We've got some time before putting together our table assignments, but looking back to past weddings, I started thinking about the different ways to set up the tables. Everyone has different ideas on how guests should be seated. It typically comes down to assigned or not assigned. But when you plan to assign guests to specific tables, there are still quite a few possibilities.
Groups who know each other- This is the most common way to assign your guests. It makes sense to put people who know each other together. It makes the guests feel comfortable and lets them have fun. It's espcially great to put people who know each other, but may not see each other too often, together. This way they can catch up. This is my personal favorite. I like being able to hang out with friends and family members at other people weddings.
By age- Put the 20 somethings together, put the 30 somethings together, put the teens together, put the kids together, put the "adults" together.... At many cousin's wedding, I was put at the "kids table" and it was fun to have other kids my age to hang out with.

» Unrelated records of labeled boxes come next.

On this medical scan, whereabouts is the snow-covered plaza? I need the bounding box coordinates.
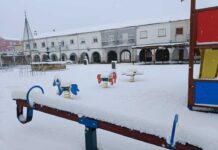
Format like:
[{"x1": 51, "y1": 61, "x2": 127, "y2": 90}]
[{"x1": 0, "y1": 64, "x2": 218, "y2": 150}]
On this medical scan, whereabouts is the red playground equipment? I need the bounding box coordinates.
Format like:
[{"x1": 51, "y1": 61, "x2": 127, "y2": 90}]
[{"x1": 97, "y1": 72, "x2": 117, "y2": 88}]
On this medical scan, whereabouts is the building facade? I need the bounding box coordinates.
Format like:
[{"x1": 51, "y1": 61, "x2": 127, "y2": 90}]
[{"x1": 24, "y1": 19, "x2": 194, "y2": 63}]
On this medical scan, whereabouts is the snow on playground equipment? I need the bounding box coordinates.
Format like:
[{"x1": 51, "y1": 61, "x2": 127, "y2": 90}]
[
  {"x1": 122, "y1": 69, "x2": 143, "y2": 82},
  {"x1": 188, "y1": 0, "x2": 218, "y2": 112},
  {"x1": 17, "y1": 85, "x2": 44, "y2": 124},
  {"x1": 13, "y1": 86, "x2": 202, "y2": 150},
  {"x1": 97, "y1": 72, "x2": 117, "y2": 88},
  {"x1": 53, "y1": 77, "x2": 79, "y2": 98}
]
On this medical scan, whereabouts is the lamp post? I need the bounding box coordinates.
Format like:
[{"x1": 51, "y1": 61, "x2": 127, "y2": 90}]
[
  {"x1": 46, "y1": 47, "x2": 50, "y2": 61},
  {"x1": 59, "y1": 42, "x2": 62, "y2": 61}
]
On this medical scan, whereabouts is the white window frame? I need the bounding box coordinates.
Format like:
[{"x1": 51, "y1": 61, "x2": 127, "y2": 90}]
[
  {"x1": 158, "y1": 28, "x2": 166, "y2": 37},
  {"x1": 93, "y1": 37, "x2": 98, "y2": 43},
  {"x1": 140, "y1": 30, "x2": 148, "y2": 39}
]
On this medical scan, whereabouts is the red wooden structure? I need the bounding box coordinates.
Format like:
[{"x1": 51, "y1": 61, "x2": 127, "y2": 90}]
[{"x1": 188, "y1": 0, "x2": 218, "y2": 112}]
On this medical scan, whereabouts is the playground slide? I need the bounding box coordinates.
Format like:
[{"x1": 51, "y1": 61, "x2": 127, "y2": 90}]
[{"x1": 200, "y1": 49, "x2": 218, "y2": 79}]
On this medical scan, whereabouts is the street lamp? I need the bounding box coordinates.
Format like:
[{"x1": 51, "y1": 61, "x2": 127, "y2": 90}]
[
  {"x1": 58, "y1": 42, "x2": 62, "y2": 61},
  {"x1": 46, "y1": 47, "x2": 50, "y2": 61}
]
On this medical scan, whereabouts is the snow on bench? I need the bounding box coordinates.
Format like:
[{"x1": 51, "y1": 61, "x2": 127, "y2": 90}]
[{"x1": 12, "y1": 91, "x2": 218, "y2": 150}]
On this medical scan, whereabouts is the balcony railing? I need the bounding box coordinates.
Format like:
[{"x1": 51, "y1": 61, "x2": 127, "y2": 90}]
[{"x1": 102, "y1": 39, "x2": 135, "y2": 46}]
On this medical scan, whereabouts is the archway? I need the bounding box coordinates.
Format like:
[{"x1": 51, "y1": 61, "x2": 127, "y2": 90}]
[
  {"x1": 33, "y1": 55, "x2": 40, "y2": 62},
  {"x1": 139, "y1": 49, "x2": 152, "y2": 62},
  {"x1": 172, "y1": 48, "x2": 188, "y2": 61},
  {"x1": 139, "y1": 49, "x2": 145, "y2": 62},
  {"x1": 120, "y1": 50, "x2": 131, "y2": 63},
  {"x1": 80, "y1": 52, "x2": 89, "y2": 62},
  {"x1": 51, "y1": 54, "x2": 58, "y2": 61},
  {"x1": 156, "y1": 48, "x2": 170, "y2": 62},
  {"x1": 42, "y1": 54, "x2": 48, "y2": 62},
  {"x1": 107, "y1": 51, "x2": 117, "y2": 63},
  {"x1": 92, "y1": 52, "x2": 101, "y2": 63},
  {"x1": 61, "y1": 53, "x2": 67, "y2": 61},
  {"x1": 70, "y1": 53, "x2": 77, "y2": 62}
]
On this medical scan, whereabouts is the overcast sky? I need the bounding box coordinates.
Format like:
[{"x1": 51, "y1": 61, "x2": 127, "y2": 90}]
[{"x1": 0, "y1": 0, "x2": 218, "y2": 39}]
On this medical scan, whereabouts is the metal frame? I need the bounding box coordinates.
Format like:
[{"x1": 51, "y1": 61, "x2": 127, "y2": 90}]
[
  {"x1": 16, "y1": 99, "x2": 202, "y2": 150},
  {"x1": 188, "y1": 0, "x2": 218, "y2": 112}
]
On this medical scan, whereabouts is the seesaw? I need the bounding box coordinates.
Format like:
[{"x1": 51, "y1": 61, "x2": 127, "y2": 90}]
[
  {"x1": 12, "y1": 86, "x2": 201, "y2": 150},
  {"x1": 122, "y1": 69, "x2": 143, "y2": 82},
  {"x1": 97, "y1": 72, "x2": 117, "y2": 88}
]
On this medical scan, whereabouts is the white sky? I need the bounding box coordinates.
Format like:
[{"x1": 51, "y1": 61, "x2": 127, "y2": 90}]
[{"x1": 0, "y1": 0, "x2": 218, "y2": 39}]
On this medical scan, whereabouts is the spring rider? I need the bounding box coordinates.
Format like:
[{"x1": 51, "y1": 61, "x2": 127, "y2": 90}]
[
  {"x1": 97, "y1": 72, "x2": 117, "y2": 88},
  {"x1": 53, "y1": 77, "x2": 79, "y2": 98}
]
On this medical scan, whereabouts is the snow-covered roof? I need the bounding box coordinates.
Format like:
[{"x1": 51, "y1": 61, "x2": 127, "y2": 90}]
[
  {"x1": 2, "y1": 36, "x2": 21, "y2": 41},
  {"x1": 34, "y1": 19, "x2": 187, "y2": 39}
]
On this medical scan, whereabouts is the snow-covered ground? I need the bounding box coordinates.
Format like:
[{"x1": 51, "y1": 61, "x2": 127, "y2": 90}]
[{"x1": 0, "y1": 64, "x2": 218, "y2": 150}]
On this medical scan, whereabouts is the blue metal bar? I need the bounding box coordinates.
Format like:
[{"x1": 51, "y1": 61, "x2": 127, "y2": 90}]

By couple status- If your a couple you sit with a table of couples, if your single, you sit at the singles table. I'm not so sure how I feel about this option. At a friend's wedding, I went with my fiance and we knew a lot of people at the wedding, who all happend to be single. We were put with random other couples, while most of our other single friends sat together. I would have loved to sit with our friends, but I'm sure the bride had her reasoning.

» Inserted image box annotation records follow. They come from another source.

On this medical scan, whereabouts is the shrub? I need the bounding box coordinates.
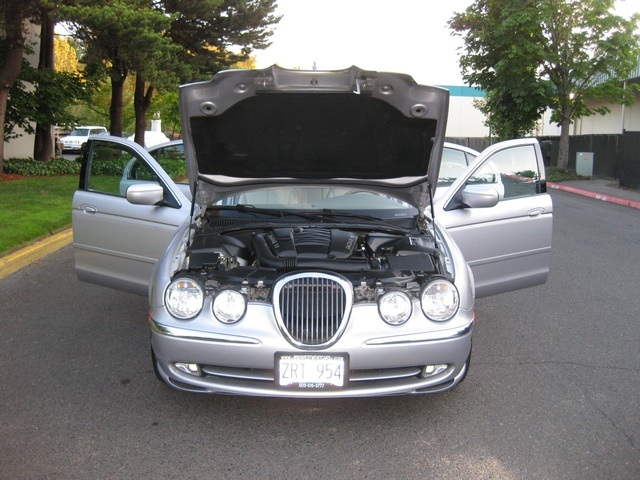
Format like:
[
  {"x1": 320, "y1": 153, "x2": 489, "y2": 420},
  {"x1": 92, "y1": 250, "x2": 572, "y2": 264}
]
[{"x1": 3, "y1": 158, "x2": 81, "y2": 177}]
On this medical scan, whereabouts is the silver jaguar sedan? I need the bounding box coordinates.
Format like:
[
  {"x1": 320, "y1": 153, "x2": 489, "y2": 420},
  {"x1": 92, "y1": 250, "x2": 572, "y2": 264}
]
[{"x1": 73, "y1": 66, "x2": 552, "y2": 397}]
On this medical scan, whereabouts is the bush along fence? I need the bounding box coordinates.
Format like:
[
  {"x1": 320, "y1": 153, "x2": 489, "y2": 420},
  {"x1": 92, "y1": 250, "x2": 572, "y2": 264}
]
[{"x1": 447, "y1": 131, "x2": 640, "y2": 189}]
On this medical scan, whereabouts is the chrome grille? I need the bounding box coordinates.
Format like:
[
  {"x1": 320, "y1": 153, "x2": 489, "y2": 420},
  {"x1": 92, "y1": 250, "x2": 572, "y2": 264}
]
[{"x1": 274, "y1": 273, "x2": 352, "y2": 346}]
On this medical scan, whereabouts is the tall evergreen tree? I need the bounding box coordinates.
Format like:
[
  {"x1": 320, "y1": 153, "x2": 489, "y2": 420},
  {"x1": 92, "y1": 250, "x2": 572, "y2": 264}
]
[{"x1": 449, "y1": 0, "x2": 640, "y2": 168}]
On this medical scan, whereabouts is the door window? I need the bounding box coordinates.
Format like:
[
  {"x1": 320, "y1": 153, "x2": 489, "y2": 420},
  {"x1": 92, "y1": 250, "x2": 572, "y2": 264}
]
[
  {"x1": 467, "y1": 145, "x2": 540, "y2": 201},
  {"x1": 81, "y1": 141, "x2": 186, "y2": 205}
]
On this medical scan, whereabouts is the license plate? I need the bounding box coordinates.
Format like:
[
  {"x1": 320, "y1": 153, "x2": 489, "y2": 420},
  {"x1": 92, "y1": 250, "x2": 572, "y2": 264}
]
[{"x1": 276, "y1": 354, "x2": 347, "y2": 390}]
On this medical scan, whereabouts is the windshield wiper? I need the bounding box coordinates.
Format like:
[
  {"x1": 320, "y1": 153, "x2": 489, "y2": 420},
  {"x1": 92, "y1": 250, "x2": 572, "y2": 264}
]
[
  {"x1": 208, "y1": 203, "x2": 325, "y2": 222},
  {"x1": 321, "y1": 208, "x2": 387, "y2": 223}
]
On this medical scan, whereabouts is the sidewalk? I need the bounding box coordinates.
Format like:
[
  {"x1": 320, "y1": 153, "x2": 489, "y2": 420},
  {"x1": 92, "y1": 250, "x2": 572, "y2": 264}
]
[
  {"x1": 547, "y1": 178, "x2": 640, "y2": 209},
  {"x1": 0, "y1": 178, "x2": 640, "y2": 278}
]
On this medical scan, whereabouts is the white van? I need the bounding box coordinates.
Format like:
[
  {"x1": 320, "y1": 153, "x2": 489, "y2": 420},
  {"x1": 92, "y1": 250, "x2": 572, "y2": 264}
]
[{"x1": 60, "y1": 126, "x2": 108, "y2": 152}]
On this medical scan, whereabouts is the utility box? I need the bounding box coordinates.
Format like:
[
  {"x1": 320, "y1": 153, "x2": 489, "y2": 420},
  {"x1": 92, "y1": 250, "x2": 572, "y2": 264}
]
[{"x1": 576, "y1": 152, "x2": 593, "y2": 177}]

By Family- Putting an entire family together at a table, i.e. Mom, Dad, Brother and his date, sister and her date, sister and her date. I've been to a couple family weddings where this was the case. I think sometimes it makes sense, but to be honest, I'd rather sit with my cousins who I don't see as often as immediate family. But, it did get me away from my table and on the dance floor, so I can see the advantage of this to get guests mingling, while still feeling comfortable with their table.

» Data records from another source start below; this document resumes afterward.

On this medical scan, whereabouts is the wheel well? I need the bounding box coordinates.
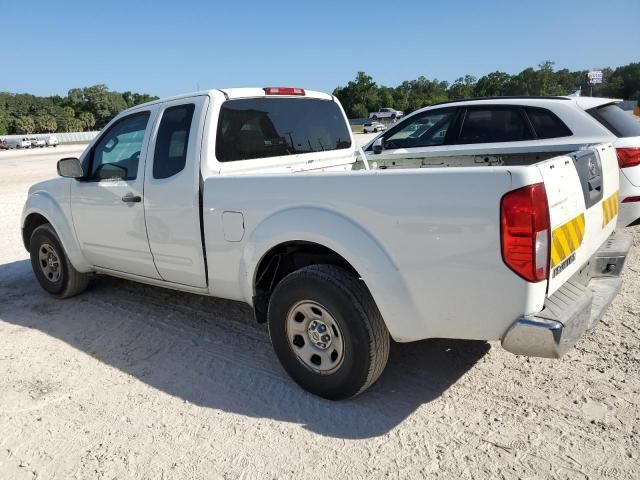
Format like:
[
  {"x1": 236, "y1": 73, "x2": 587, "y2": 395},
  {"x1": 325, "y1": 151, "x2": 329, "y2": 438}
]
[
  {"x1": 253, "y1": 241, "x2": 360, "y2": 323},
  {"x1": 22, "y1": 213, "x2": 49, "y2": 251}
]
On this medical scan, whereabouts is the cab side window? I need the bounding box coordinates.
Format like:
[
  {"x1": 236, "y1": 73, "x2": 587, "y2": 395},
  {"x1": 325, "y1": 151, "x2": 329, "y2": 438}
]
[
  {"x1": 87, "y1": 112, "x2": 149, "y2": 181},
  {"x1": 153, "y1": 103, "x2": 195, "y2": 179}
]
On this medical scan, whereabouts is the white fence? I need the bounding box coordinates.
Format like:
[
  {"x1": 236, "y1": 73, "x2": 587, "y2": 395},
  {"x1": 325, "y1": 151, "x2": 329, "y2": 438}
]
[{"x1": 0, "y1": 132, "x2": 100, "y2": 143}]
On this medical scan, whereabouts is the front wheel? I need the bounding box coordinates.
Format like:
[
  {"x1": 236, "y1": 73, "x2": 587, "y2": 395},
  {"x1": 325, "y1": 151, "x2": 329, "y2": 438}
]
[
  {"x1": 29, "y1": 224, "x2": 89, "y2": 298},
  {"x1": 268, "y1": 265, "x2": 391, "y2": 400}
]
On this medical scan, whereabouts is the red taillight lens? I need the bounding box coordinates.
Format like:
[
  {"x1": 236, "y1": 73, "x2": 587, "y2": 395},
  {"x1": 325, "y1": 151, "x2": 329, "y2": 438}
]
[
  {"x1": 500, "y1": 183, "x2": 550, "y2": 282},
  {"x1": 616, "y1": 148, "x2": 640, "y2": 168},
  {"x1": 263, "y1": 87, "x2": 304, "y2": 96}
]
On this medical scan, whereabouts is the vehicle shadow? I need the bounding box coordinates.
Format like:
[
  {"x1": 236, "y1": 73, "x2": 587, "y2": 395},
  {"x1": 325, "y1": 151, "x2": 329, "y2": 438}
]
[{"x1": 0, "y1": 260, "x2": 490, "y2": 438}]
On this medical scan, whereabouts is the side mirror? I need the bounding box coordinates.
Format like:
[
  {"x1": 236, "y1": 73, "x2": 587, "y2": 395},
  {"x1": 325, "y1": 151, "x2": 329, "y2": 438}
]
[
  {"x1": 371, "y1": 137, "x2": 384, "y2": 155},
  {"x1": 58, "y1": 157, "x2": 84, "y2": 178}
]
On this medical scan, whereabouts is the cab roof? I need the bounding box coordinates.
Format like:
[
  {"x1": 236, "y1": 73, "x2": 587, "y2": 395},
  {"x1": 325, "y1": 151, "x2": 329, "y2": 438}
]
[{"x1": 126, "y1": 87, "x2": 333, "y2": 111}]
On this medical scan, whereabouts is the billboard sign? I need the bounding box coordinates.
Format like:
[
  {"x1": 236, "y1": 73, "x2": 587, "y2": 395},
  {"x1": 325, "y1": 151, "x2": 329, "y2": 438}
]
[{"x1": 587, "y1": 70, "x2": 602, "y2": 85}]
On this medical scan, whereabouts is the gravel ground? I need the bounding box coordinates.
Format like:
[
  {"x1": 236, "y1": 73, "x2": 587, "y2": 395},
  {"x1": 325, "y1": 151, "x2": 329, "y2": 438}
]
[{"x1": 0, "y1": 147, "x2": 640, "y2": 480}]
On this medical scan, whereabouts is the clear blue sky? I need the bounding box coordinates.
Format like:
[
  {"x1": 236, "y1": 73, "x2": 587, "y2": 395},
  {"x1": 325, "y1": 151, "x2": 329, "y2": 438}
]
[{"x1": 0, "y1": 0, "x2": 640, "y2": 96}]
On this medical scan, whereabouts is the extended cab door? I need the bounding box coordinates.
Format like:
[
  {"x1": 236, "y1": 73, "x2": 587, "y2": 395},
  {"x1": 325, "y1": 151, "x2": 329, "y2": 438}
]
[
  {"x1": 71, "y1": 109, "x2": 160, "y2": 278},
  {"x1": 144, "y1": 96, "x2": 209, "y2": 288}
]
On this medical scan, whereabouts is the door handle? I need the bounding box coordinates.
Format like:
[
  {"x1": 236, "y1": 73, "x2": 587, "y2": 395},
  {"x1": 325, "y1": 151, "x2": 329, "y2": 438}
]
[{"x1": 122, "y1": 193, "x2": 142, "y2": 203}]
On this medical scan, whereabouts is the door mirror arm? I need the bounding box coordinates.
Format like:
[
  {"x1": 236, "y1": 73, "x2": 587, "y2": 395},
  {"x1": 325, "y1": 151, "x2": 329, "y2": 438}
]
[
  {"x1": 57, "y1": 157, "x2": 84, "y2": 179},
  {"x1": 371, "y1": 137, "x2": 384, "y2": 155}
]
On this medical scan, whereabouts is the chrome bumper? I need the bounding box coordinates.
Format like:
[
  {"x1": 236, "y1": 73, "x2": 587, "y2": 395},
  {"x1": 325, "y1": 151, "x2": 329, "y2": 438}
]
[{"x1": 502, "y1": 232, "x2": 633, "y2": 358}]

By similarities- Putting people together who have things in common. I think this is a great way to decide on where to put that friend who doesn't know anyone else. Think of his lifestyle and put him at a table where he has people he'll enjoy hanging out with for the night. I went to a wedding with Mr. Newport for one of his childhood friends, where we pretty much knew no one. The couple put us at a table with their other friends who Mr. Newport ended up having a lot in common with (grew up on the Jersey shore, big hockey players, a couple engaged people, etc. etc.). It ended up being one of the best weddings we had ever been to, we had a blast with the group at our table and they were so easy to connect with.
Completely random- random, like pulling names out of a hat to pick table assignments. I have never seen or heard of this being done, but Newport Cousin M said she wants to do this at her future wedding to force people to mingle and have fun. She and her mom think it's the best idea ever. When they say random, this includes you most likely not sitting with your date, unless you happen to get pulled from the hat for the same table....not likely at a 200 person wedding. I'm not sure how this will go over, but it will be interesting to see.
I think we will go with a mix of a few of the above, minus the compeltely random option. I'll let Newport Cousin M introduce that one to the family. It could either be really fun or a big flop.
Are you having table assignments? If so, how are you deciding who sits where?